As we sat in the cockpit and waited for the last of the rain to move off, we heard weather warnings for the Pamlico Sound, just a few miles to the south and east of us. On the VHF, the National Weather Service was alerting boaters of storms packing 65 knot winds and spawning waterspouts. Later, ashore, we ran into a couple who had come in to the Belhaven town docks in a trawler just as the storm hit. We swapped stories with them and heard that the parking lot just off the hospital – a few hundred yards from where we were at anchor – had sustained a direct lightening strike, knocking out power to part of the town. Back aboard in the evening, another storm, coming from the same direction as the first, brought massive lightening displays, including a strange hissing accompanying some of the flashes, but we fortunately escaped the brunt of that one.

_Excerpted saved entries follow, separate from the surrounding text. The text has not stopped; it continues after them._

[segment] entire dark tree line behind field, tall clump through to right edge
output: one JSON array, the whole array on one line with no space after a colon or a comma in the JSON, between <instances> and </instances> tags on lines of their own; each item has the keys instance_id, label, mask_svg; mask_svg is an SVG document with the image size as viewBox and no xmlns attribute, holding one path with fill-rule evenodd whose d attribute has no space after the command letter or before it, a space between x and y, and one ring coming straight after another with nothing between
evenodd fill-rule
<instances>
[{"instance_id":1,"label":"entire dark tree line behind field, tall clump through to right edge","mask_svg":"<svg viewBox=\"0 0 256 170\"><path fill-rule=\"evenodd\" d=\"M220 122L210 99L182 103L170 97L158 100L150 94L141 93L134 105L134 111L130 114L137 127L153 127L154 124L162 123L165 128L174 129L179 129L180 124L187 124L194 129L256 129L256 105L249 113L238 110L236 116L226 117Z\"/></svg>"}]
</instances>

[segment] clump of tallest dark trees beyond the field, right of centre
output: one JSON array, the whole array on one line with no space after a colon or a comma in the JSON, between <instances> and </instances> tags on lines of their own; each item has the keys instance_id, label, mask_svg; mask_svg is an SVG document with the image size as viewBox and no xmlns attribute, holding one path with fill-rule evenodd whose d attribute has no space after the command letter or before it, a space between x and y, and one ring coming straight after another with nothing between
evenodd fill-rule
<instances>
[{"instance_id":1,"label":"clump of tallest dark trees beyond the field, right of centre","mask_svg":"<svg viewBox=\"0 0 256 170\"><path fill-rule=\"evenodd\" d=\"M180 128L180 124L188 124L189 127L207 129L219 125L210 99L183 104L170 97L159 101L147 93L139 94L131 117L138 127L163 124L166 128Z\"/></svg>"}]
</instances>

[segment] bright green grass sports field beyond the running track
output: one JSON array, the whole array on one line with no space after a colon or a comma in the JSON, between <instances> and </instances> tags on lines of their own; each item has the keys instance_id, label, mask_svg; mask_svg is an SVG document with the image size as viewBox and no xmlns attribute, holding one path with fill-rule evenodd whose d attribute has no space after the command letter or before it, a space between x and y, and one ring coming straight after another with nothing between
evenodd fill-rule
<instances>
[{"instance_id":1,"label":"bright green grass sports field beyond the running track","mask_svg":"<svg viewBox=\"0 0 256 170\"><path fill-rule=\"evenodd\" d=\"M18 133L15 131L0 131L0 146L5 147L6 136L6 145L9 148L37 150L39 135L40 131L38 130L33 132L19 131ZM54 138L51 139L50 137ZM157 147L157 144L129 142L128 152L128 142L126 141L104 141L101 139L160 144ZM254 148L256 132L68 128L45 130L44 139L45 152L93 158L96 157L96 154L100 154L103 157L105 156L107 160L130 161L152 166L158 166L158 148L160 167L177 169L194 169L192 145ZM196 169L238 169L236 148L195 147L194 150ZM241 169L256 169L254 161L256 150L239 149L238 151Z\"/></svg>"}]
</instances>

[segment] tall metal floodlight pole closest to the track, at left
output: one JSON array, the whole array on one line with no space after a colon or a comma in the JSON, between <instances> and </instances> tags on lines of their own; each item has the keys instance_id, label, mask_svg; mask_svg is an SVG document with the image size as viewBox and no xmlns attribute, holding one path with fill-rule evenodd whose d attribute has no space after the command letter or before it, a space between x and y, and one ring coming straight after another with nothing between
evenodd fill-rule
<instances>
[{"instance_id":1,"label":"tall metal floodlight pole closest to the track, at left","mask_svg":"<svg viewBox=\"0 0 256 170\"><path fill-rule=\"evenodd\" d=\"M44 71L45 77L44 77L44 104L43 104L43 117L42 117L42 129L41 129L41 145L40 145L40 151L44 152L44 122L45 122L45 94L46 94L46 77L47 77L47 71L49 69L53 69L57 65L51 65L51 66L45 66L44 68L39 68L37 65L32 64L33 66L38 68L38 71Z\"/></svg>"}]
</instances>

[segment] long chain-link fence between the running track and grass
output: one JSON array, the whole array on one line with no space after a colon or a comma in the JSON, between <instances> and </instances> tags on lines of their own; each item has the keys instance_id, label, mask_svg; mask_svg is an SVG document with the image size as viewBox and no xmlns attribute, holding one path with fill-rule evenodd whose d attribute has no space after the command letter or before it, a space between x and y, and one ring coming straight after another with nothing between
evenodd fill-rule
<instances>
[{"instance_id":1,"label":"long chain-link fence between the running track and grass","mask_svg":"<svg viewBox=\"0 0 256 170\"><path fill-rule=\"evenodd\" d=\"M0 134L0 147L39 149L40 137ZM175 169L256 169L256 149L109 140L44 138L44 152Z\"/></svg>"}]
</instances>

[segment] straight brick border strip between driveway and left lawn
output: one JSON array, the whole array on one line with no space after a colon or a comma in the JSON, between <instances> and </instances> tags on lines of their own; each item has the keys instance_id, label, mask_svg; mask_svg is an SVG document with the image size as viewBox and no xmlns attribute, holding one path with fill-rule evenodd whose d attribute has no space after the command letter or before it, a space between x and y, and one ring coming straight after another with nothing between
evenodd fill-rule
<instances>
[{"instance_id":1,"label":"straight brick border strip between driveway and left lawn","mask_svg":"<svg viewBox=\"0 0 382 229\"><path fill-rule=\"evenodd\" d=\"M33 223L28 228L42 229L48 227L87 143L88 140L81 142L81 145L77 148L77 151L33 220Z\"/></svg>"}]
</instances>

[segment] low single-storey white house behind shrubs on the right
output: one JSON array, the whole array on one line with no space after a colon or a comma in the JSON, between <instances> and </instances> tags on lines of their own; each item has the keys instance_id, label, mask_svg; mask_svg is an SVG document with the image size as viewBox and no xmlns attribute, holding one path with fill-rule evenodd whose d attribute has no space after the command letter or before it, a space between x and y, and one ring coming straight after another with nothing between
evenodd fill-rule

While I have road out a couple comparable storms at anchor, I have never experienced the constant, intense and circling wind shifts that we did at Belhaven. And though we will never know whether Bear would have held to the Bruce, I was thankful we were secured by the Rocna. My confidence in the anchor increased even more the following morning when we raised it to get underway. As the last ten feet of chain came aboard, so did our trip line and buoy, wrapped multiple times around the rode, attesting to the intensity and confusion of the previous afternoon’s storm.
Reading the cruising forums and sailing blogs, it becomes clear that a large proportion of the people who try a new generation anchor could never imagine going back to their older CQRs or Bruces. Without a doubt, I am in that category. And, if you are at all considering a new generation anchor, I encourage you to make the purchase now; you will not be disappointed.